P. Usted defiende la amistad entre mujeres y rebate esas tesis de que siempre existe rivalidad.
R. Siempre ha sido fácil la amistad entre nosotras y es falso que las relaciones femeninas estén marcadas por la envidia o la competencia. La amistad entre nosotras ha sido denostada mientras se ensalzaba una cierta camaradería entre los hombres. Estar entre mujeres siempre me ha resultado muy gratificante porque se establecen unas relaciones de mutua lealtad. Entre mujeres, lo normal es que las convivencias o los viajes discurran dentro de un ambiente de relajación, tolerancia y permisividad mayor que cuando están presentes los varones. Con los hombres las convivencias son más tensas. En realidad, poner paz siempre ha sido una misión de mujeres, en todos los órdenes de la vida.

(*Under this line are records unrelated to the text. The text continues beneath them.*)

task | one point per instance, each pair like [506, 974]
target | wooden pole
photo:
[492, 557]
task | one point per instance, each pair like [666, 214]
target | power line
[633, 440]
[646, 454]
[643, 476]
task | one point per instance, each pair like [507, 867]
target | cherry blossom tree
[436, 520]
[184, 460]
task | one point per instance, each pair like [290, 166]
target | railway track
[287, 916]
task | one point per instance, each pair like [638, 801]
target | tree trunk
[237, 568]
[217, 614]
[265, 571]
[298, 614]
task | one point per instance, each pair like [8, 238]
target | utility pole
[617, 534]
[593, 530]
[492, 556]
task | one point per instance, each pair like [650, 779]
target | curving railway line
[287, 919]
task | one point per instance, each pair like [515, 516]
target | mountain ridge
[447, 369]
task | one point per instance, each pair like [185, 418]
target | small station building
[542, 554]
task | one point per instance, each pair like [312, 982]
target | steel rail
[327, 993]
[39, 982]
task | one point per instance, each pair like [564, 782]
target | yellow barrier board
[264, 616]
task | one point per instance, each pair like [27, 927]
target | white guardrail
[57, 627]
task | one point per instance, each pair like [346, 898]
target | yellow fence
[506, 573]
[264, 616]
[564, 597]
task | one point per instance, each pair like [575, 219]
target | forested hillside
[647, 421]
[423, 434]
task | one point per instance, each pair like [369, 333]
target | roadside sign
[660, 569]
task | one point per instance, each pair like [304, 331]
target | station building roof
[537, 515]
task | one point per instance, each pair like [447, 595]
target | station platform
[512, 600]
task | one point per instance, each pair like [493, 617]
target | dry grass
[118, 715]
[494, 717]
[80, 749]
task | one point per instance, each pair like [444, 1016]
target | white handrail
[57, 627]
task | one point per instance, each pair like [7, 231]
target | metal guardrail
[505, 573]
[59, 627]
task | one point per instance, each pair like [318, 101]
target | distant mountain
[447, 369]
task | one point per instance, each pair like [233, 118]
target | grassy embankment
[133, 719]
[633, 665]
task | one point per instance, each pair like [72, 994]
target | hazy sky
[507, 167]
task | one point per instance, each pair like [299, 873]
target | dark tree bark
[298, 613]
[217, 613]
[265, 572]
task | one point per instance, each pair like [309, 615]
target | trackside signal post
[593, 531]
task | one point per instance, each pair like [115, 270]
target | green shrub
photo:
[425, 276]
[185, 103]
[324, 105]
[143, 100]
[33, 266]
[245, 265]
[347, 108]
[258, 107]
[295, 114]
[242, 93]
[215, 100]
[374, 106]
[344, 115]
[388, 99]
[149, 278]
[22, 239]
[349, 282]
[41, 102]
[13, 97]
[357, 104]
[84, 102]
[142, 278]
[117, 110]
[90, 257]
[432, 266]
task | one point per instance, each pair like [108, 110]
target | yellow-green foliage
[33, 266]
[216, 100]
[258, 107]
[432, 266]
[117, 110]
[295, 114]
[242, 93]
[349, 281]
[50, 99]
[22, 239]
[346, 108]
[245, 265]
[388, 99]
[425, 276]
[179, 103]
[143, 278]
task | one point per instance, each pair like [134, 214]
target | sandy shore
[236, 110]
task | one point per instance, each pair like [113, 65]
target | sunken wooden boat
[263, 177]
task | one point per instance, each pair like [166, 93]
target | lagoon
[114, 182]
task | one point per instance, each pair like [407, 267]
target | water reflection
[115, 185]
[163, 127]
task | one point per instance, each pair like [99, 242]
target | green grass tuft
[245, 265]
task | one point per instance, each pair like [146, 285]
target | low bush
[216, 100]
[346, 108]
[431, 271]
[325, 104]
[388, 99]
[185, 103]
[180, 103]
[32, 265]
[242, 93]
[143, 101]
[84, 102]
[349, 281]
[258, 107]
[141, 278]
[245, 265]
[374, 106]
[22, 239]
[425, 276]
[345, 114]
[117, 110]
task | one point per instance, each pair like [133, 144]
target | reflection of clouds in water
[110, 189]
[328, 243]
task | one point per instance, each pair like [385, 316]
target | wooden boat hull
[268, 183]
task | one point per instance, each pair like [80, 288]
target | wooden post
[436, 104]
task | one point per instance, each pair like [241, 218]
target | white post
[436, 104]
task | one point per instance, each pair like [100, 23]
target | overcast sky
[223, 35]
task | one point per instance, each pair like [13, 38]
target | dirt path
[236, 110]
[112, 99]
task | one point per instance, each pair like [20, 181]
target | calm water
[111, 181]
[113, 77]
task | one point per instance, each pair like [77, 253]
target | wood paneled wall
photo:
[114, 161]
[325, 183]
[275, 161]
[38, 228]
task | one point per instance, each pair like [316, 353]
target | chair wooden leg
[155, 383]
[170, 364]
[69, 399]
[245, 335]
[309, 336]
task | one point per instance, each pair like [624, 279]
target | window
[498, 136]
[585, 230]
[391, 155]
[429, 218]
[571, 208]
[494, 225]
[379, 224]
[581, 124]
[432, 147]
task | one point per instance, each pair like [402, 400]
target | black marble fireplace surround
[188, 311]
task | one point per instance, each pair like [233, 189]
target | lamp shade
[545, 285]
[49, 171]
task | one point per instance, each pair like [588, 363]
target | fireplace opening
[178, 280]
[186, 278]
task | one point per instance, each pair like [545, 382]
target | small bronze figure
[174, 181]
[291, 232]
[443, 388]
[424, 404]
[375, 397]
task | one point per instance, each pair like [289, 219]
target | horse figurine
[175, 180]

P. Al final de su ensayo, incluye una narración sobre una amiga y usted, como autora, concluye que el amor es un juego solitario. ¿Lo cree de verdad?
R. No, no lo creo. En realidad fue un recurso literario y un guiño al título de una novela mía. Es cierto que en el amor hay mucho de invención, pero no es un juego solitario porque incluye momentos y etapas en los que se comparte mucho. En definitiva se trata de un juego compartido que, a veces, incluso dura toda la vida.
P. La edad, el envejecimiento, siguen marcando con un rasero muy distinto a hombres y mujeres. ¿A qué se debe?
R. La percepción de las diferencias de edad ha evolucionado poquísimo en las últimas décadas, la visión de la sociedad es prácticamente idéntica, de modo que si ven a una señora mayor con un jovencito muchos van a pensar que está pagando por la compañía. Se trata en última instancia de una cuestión de poder porque un hombre se divorcia y, aunque sea un desastre, pronto tiene a una veintena de jovencitas a su alrededor. Por el contrario, una mujer mayor que liga con un hombre de menos edad se convierte de inmediato en piedra de escándalo. Cuando una mujer se separa tiene verdaderas dificultades para entablar nuevas amistades. Si nos fijamos bien, el mundo está lleno de mujeres que son presentadas en público como la ex de alguien.